Healthcare workers are at a higher risk for violence in the workplace compared to other fields, but there are steps that health organizations can take to better protect employees.
The Joint Commission issued a report this week in conjunction with Workplace Violence Awareness Month offering seven prevention steps providers can follow. The steps seek to help hospitals in assisting their workforce in avoiding incidents and offer more comprehensive support when they do.
"I've been bitten, kicked, punched, pushed, pinched, shoved, scratched and spat upon," said Lisa Tenney, R.N., of the Maryland Emergency Nurses Association in the report. "I have been bullied and called very ugly names. I've had my life, the life of my unborn child and of my other family members threatened, requiring security escort to my car."
Healthcare workers are especially vulnerable to violence in the workplace. Though they account for just 11% of the total workforce, health workers are the victims of 57% of workplace assaults.
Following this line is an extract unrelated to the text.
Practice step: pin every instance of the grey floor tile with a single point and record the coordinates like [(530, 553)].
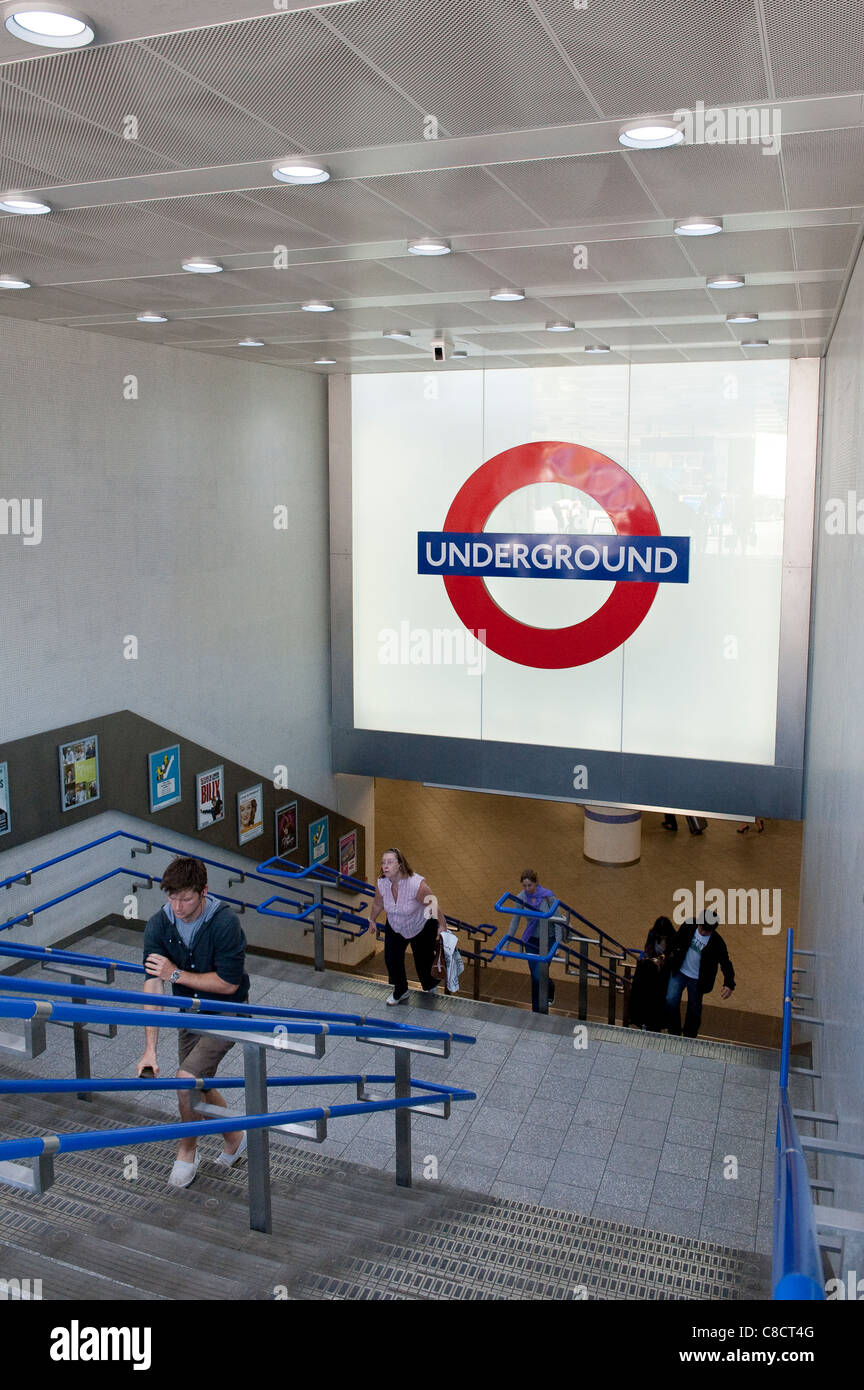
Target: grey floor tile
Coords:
[(621, 1190), (516, 1191), (634, 1159), (577, 1171), (489, 1119), (648, 1080), (525, 1169), (735, 1214), (593, 1143), (682, 1158), (536, 1139), (679, 1190), (571, 1197), (723, 1236), (509, 1097), (739, 1122), (482, 1148), (624, 1215), (748, 1183), (649, 1107), (597, 1115), (698, 1133), (636, 1130), (677, 1221)]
Nurses are especially vulnerable to violence and are likely to bear the brunt of most verbal and physical assaults.
The seven steps health systems can take to address workforce violence include:
- Establish a clear definition of what constitutes workplace violence and build systems to encourage reporting.
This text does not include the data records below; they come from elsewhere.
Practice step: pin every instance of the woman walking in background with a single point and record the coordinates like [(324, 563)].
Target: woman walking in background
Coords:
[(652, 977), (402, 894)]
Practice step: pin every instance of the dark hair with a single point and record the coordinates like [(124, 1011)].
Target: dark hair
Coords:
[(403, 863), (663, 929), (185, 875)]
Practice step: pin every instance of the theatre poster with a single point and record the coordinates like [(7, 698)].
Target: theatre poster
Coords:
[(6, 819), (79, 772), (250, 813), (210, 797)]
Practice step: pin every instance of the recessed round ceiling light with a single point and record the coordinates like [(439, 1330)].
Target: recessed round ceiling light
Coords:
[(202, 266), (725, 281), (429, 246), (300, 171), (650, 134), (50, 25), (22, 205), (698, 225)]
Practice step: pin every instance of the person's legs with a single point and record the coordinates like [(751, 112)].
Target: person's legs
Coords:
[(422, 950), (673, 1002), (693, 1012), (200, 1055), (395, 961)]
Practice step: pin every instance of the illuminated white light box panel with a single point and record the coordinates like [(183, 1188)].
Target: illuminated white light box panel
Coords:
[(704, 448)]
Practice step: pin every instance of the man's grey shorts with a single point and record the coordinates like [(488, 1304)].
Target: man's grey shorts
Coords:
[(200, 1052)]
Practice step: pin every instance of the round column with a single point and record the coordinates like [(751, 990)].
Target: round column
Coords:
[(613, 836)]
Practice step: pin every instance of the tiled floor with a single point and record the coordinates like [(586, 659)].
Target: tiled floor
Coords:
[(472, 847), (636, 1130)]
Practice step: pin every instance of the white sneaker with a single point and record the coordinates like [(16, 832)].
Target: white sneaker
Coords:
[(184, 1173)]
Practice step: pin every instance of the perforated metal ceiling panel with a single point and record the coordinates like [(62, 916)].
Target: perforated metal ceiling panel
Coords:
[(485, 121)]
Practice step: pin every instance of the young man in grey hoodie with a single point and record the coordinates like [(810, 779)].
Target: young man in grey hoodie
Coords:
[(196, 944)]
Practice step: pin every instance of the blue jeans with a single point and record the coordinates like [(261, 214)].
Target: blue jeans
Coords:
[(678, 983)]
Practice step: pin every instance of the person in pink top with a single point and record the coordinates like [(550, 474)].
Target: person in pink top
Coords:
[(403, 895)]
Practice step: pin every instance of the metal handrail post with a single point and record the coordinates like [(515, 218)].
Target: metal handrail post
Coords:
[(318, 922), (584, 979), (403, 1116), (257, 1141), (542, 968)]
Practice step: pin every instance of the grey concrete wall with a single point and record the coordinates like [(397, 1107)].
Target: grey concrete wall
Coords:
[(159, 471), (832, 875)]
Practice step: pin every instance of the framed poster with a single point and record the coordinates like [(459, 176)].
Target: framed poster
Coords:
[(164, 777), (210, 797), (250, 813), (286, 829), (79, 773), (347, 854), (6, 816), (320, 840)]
- Gather data and track trends, including in situations where employees may not have been harmed but still felt unsafe.
- Offer any support that is necessary to staffers who have been victimized, including counseling and trauma care.
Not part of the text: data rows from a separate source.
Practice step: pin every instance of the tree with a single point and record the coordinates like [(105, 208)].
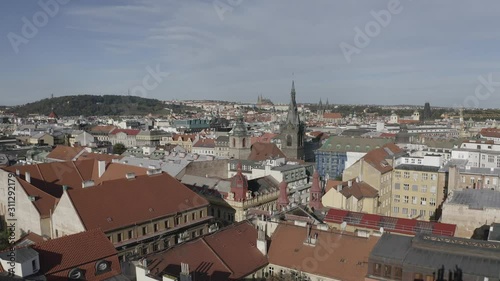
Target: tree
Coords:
[(119, 148), (4, 235)]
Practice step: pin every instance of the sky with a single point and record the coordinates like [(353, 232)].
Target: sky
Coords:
[(444, 52)]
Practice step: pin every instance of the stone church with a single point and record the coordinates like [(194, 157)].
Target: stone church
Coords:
[(292, 131)]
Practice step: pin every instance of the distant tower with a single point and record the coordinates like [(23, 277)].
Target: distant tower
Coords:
[(427, 114), (283, 199), (239, 185), (292, 131), (316, 194), (239, 140)]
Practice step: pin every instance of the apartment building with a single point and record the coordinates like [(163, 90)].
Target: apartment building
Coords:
[(416, 187), (479, 153), (375, 170), (340, 152)]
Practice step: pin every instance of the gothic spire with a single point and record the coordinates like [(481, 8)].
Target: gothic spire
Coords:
[(293, 112)]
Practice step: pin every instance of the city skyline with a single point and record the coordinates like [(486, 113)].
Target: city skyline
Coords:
[(212, 50)]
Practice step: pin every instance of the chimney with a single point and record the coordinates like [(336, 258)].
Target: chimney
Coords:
[(185, 276), (27, 177), (101, 167), (88, 183), (262, 242)]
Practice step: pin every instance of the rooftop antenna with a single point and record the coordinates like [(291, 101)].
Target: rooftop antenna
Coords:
[(343, 226)]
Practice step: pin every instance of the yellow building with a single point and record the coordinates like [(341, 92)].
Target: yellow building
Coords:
[(416, 190), (375, 169)]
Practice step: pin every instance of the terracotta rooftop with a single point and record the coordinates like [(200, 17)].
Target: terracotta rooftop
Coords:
[(263, 151), (130, 132), (390, 224), (337, 256), (50, 177), (377, 158), (101, 206), (208, 143), (82, 250), (229, 254), (332, 115), (66, 153)]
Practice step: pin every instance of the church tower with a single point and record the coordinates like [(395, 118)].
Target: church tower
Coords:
[(239, 140), (292, 131)]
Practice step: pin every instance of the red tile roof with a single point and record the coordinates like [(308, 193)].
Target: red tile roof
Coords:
[(390, 224), (342, 256), (230, 254), (261, 151), (66, 153), (130, 132), (377, 157), (490, 132), (332, 115), (101, 206), (43, 202), (206, 143), (82, 250)]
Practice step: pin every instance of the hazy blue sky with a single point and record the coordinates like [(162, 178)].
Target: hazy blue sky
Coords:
[(429, 51)]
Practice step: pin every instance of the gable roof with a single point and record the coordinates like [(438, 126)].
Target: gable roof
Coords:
[(219, 256), (262, 151), (66, 153), (101, 206), (346, 257), (82, 250), (377, 157)]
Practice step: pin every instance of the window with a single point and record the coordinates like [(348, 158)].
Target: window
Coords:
[(398, 273), (423, 201), (387, 271), (432, 202), (377, 269)]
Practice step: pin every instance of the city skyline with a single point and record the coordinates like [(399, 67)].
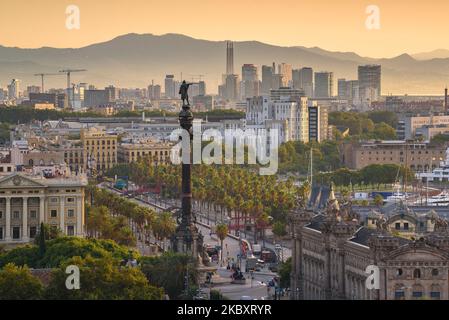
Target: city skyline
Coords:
[(332, 26)]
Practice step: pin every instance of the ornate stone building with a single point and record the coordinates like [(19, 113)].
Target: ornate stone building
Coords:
[(26, 201), (333, 246)]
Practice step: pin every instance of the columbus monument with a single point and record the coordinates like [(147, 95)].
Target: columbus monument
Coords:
[(187, 239)]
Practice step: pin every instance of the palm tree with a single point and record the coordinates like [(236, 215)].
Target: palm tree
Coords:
[(164, 226), (222, 232)]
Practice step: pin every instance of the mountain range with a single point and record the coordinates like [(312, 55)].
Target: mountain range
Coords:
[(134, 60)]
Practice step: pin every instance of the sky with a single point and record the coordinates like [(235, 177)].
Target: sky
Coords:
[(411, 26)]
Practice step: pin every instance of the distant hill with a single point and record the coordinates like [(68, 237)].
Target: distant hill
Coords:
[(435, 54), (133, 60)]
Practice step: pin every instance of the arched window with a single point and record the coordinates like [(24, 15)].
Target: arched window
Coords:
[(435, 292), (417, 273), (417, 291), (399, 292)]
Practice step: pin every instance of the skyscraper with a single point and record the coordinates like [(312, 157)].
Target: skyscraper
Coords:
[(250, 81), (286, 71), (231, 87), (306, 81), (342, 88), (202, 88), (14, 89), (267, 79), (324, 84), (369, 83), (170, 86), (229, 57)]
- Analyze violence on a case-by-case basis to identify interventions that may be most effective for specific organizational needs.
- Build quality improvement programs that include workplace safety as a component.
- Train staff members in self-defense and de-escalation.
- Evaluate and study prevention initiatives that may be currently in place.
Ana Pujols McKee, M.D., the commission's executive vice president and chief medical officer, said in an announcement that healthcare workers may be hesitant to report instances of violence, as they may believe it's simply "part of their job" or that patients can't be held responsible for such actions.
"When violence occurs, it should be immediately reported to leadership, internal security and, as needed, to law enforcement," McKee said. "Such reporting can help healthcare organizations analyze what happened and inform actions that need to be taken to minimize risk in the future."
National Nurses United, the country's largest nurses' union, has also weighed in on workplace violence recently, saying it's crucial for violence prevention programs to appoint a person who can be accountable for overseeing it. Staff members need to be educated in recognizing warning signs, too, according to NNU.